The secondary defense of the obsessions can be brought about by a forcible deviation to other thoughts of possibly contrary content; hence, in case of success there is a compulsive reasoning, regularly concerning abstract and transcendental subjects, because the repressed ideas always occupied themselves with the sensuous. Or the patient tries to become master of every compulsive idea through logical labor and by appealing to his conscious memory; this leads to compulsive thinking and examination and to doubting mania. The priority of the perception before the memory in these examinations at first induce and then force the patient to collect and preserve all objects with which he comes in contact. The secondary defense against the compulsive affects results in a greater number of defensive measures which are capable of being transformed into compulsive actions. These can be grouped according to their tendency. We may have measures of penitence (irksome ceremonial and observation of numbers), of prevention (diverse phobias, superstition, pedantry, aggravation of the primary symptom of scrupulousness), measures of fear of betrayal (collecting papers and shyness), and measures of becoming unconscious (dipsomania). Among these compulsive acts and impulses the phobias play the greatest part as limitations of the patient’s existence.

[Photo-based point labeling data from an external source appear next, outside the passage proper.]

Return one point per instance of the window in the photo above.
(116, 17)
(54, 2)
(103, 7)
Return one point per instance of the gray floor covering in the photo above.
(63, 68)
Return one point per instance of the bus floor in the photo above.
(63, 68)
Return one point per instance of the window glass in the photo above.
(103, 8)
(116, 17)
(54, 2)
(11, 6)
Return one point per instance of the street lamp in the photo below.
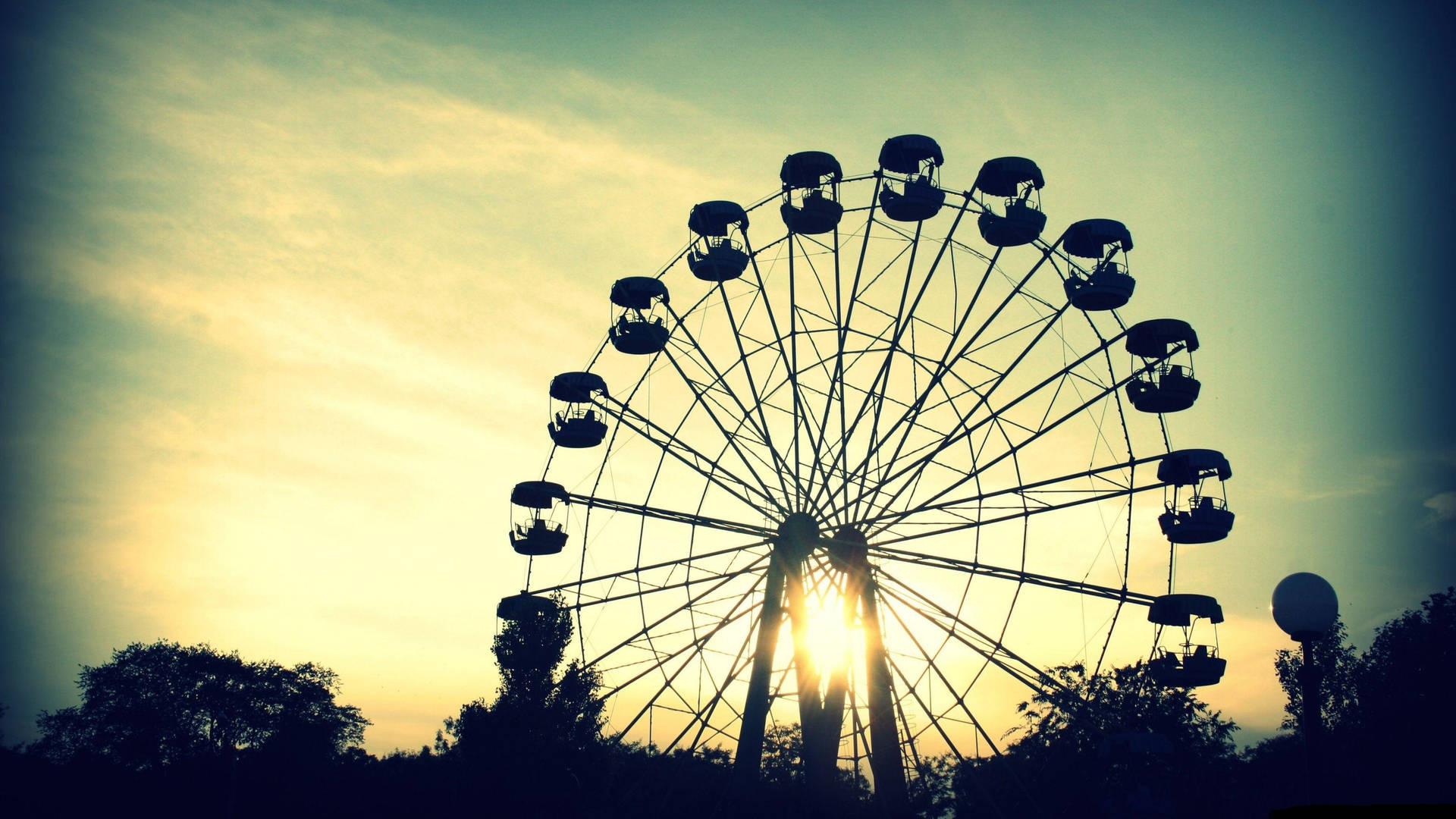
(1305, 607)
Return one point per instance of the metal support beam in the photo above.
(748, 758)
(884, 739)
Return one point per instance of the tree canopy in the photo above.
(536, 707)
(159, 704)
(1117, 739)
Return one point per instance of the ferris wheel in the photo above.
(873, 472)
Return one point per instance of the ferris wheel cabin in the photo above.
(538, 518)
(918, 158)
(576, 423)
(715, 253)
(1166, 385)
(1196, 513)
(639, 330)
(1017, 180)
(525, 607)
(1187, 664)
(811, 193)
(1109, 284)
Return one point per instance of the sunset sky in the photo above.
(284, 284)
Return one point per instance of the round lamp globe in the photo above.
(1305, 605)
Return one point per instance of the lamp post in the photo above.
(1305, 607)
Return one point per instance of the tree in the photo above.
(536, 708)
(1335, 659)
(1383, 711)
(161, 704)
(1116, 741)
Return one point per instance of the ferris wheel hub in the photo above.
(799, 535)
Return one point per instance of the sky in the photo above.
(283, 286)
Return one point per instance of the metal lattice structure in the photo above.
(865, 474)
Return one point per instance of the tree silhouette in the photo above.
(1116, 741)
(536, 708)
(161, 704)
(1385, 713)
(1337, 662)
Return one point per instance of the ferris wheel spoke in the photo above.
(720, 381)
(737, 331)
(704, 716)
(693, 646)
(1019, 515)
(967, 428)
(874, 395)
(642, 589)
(1014, 447)
(734, 614)
(910, 736)
(648, 627)
(699, 398)
(930, 661)
(689, 457)
(1098, 472)
(948, 359)
(783, 354)
(880, 485)
(1014, 575)
(990, 649)
(610, 504)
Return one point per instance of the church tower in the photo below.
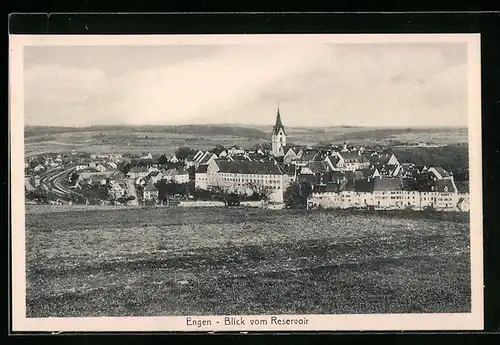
(279, 136)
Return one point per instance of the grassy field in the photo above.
(243, 261)
(166, 139)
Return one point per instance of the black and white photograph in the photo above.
(246, 182)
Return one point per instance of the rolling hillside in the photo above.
(166, 139)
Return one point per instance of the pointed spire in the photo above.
(279, 124)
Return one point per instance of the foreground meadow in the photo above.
(176, 261)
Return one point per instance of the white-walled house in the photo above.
(150, 192)
(245, 177)
(201, 177)
(138, 172)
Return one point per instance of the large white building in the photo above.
(244, 177)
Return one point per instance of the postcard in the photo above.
(214, 183)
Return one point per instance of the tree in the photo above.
(183, 152)
(163, 160)
(218, 149)
(424, 182)
(124, 167)
(73, 178)
(296, 195)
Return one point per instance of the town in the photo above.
(277, 175)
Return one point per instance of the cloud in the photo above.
(314, 84)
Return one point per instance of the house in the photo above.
(149, 156)
(138, 172)
(383, 160)
(439, 173)
(198, 155)
(206, 158)
(235, 150)
(118, 189)
(101, 179)
(245, 177)
(463, 203)
(307, 156)
(155, 176)
(291, 153)
(150, 192)
(348, 161)
(101, 168)
(387, 192)
(201, 178)
(110, 165)
(39, 168)
(178, 176)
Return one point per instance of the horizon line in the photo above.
(245, 125)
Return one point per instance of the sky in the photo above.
(392, 84)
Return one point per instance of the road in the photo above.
(52, 181)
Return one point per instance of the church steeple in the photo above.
(279, 124)
(278, 136)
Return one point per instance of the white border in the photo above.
(360, 322)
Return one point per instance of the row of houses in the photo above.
(244, 177)
(389, 194)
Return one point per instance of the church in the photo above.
(278, 138)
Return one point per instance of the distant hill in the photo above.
(182, 129)
(166, 139)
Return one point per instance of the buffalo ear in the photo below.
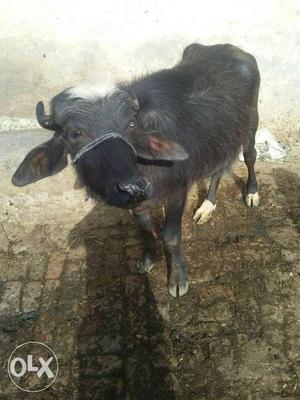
(153, 146)
(44, 160)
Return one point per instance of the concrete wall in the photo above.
(48, 45)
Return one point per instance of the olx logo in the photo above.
(33, 367)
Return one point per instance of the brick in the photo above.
(11, 297)
(55, 265)
(31, 296)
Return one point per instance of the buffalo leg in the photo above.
(252, 196)
(146, 226)
(204, 212)
(177, 270)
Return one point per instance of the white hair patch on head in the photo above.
(90, 92)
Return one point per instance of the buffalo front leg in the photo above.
(204, 212)
(146, 226)
(177, 270)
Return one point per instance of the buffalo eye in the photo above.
(75, 133)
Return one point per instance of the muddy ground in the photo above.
(68, 279)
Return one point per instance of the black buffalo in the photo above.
(145, 142)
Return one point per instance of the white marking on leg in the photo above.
(204, 213)
(252, 199)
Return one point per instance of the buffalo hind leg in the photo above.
(252, 196)
(204, 212)
(146, 226)
(177, 270)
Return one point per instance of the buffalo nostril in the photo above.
(130, 188)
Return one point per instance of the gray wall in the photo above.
(46, 46)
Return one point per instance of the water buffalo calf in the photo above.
(144, 143)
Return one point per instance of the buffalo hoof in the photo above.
(252, 199)
(145, 265)
(204, 213)
(178, 282)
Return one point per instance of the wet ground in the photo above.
(68, 279)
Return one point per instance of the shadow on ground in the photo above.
(121, 340)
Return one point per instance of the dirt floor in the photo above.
(68, 279)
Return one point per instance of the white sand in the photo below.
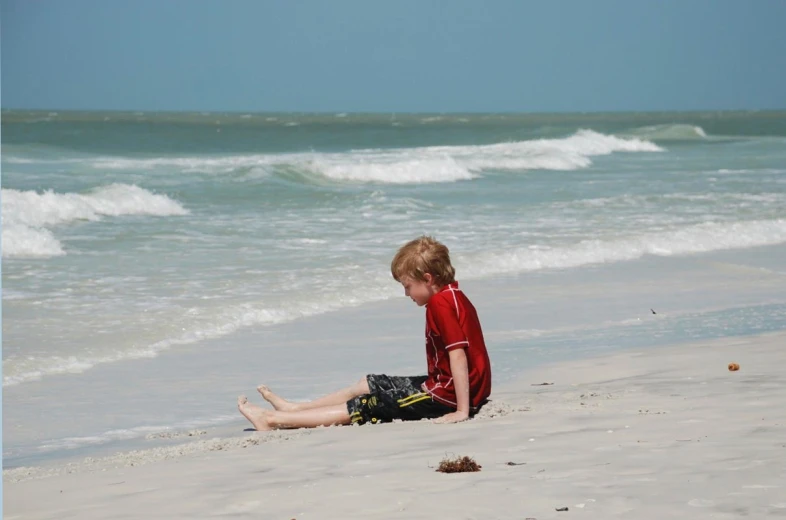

There are cases in which we can observe how the compulsion becomes transferred from the idea or affect to the measure, and other cases in which the compulsion oscillates between the returning symptoms of secondary defense. But there are also cases in which no obsessions are really formed, but the repressed reminiscence immediately becomes replaced by the apparent primary defensive measure. Here that stage is attained at a bound which otherwise ends the course of the compulsion neurosis only after the conflict of the defense. Grave cases of this affection end either with a fixation of ceremonial actions, general doubting mania, or in an existence of eccentricity conditioned by phobias.

That the obsessions and everything derived from them are not believed is probably due to the fact that the defense symptom of scrupulousness was formed during the first repression and gained compulsive validity. The certainty of having lived morally throughout the whole period of the successful defense makes it impossible to give credence to the reproach which the obsession really involves. Only transitorily during the appearance of a new obsession, and now and then in melancholic exhaustive states of the ego do the morbid symptoms of the return also enforce the belief. The “compulsion” of the psychic formations here described has in general nothing to do with the recognition through belief, and is not to be mistaken for that moment which is designated as “strength” or “intensity” of an idea. Its main characteristic lies in its inexplicableness through psychic activities of conscious ability, and this character undergoes no change whether the idea to which the compulsion is attached is stronger or weaker, more or less intensively “elucidated,” “supplied with energy,” etc.

The reason for the unassailableness of the obsession or its derivative is due only to its connection with the repressed memory of early childhood, for as soon as we succeed in making it conscious, for which the psychotherapeutic methods already seem quite sufficient, the compulsion, too, becomes detached.